Class NnOps

java.lang.Object
org.tensorflow.framework.op.NnOps

public class NnOps extends Object
Creates Framework nerual network Operations

These are higher level ops that may invoke core ops. Higher level Ops may perform the operation solely in the TensorFlow framework or do preprocessing of the Operands before invoking a core level Op.

FrameworkOps

  • Method Details

    • sigmoidCrossEntropyWithLogits

      public <T extends TNumber> Operand<T> sigmoidCrossEntropyWithLogits(Operand<T> labels, Operand<T> logits)
      Computes sigmoid cross entropy given logits.
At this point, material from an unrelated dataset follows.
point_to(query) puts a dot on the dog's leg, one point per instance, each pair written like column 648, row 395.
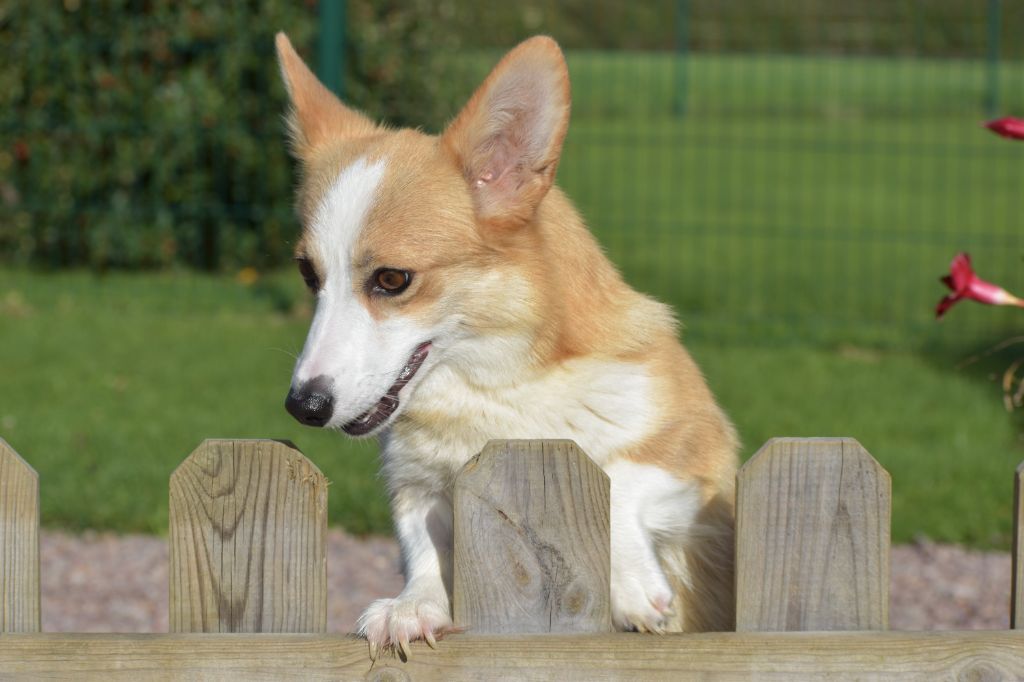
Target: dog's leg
column 640, row 593
column 423, row 521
      Measures the probability error in discrete classification tasks in which each class is independent and not mutually exclusive. For instance, one could perform multilabel classification where a picture can contain both an elephant and a dog at the same time.

      For brevity, let x = logits, z = labels. The logistic loss in pseudo-code is

       z * -log(sigmoid(x)) + (1 - z) * -log(1 - sigmoid(x))
        = z * -log(1 / (1 + exp(-x))) + (1 - z) * -log(exp(-x) / (1 + exp(-x)))
        = z * log(1 + exp(-x)) + (1 - z) * (-log(exp(-x)) + log(1 + exp(-x)))
        = z * log(1 + exp(-x)) + (1 - z) * (x + log(1 + exp(-x))
        = (1 - z) * x + log(1 + exp(-x))
        = x - x * z + log(1 + exp(-x))
       

      For x < 0, to avoid overflow in exp(-x), we reformulate the above

       x - x * z + log(1 + exp(-x))
        = log(exp(x)) - x * z + log(1 + exp(-x))
        = - x * z + log(1 + exp(x))
       

      Hence, to ensure stability and avoid overflow, the implementation uses this equivalent formulation

         max(x, 0) - x * z + log(1 + exp(-abs(x)))
       

      logits and labels must have the same type and shape.

      Type Parameters:
      T - the type of labels and logits
      Parameters:
      labels - the labels
      logits - the logits of type float32 or float64
      Returns:
      the component-wise logistic losses.
      Throws:
      IllegalArgumentException - if logits and labels do not have the same shape
    • softmaxCrossEntropyWithLogits

      public <T extends TNumber, U extends TNumber> Operand<T> softmaxCrossEntropyWithLogits(Operand<U> labels, Operand<T> logits, int axis)
      Computes softmax cross entropy between logits and labels.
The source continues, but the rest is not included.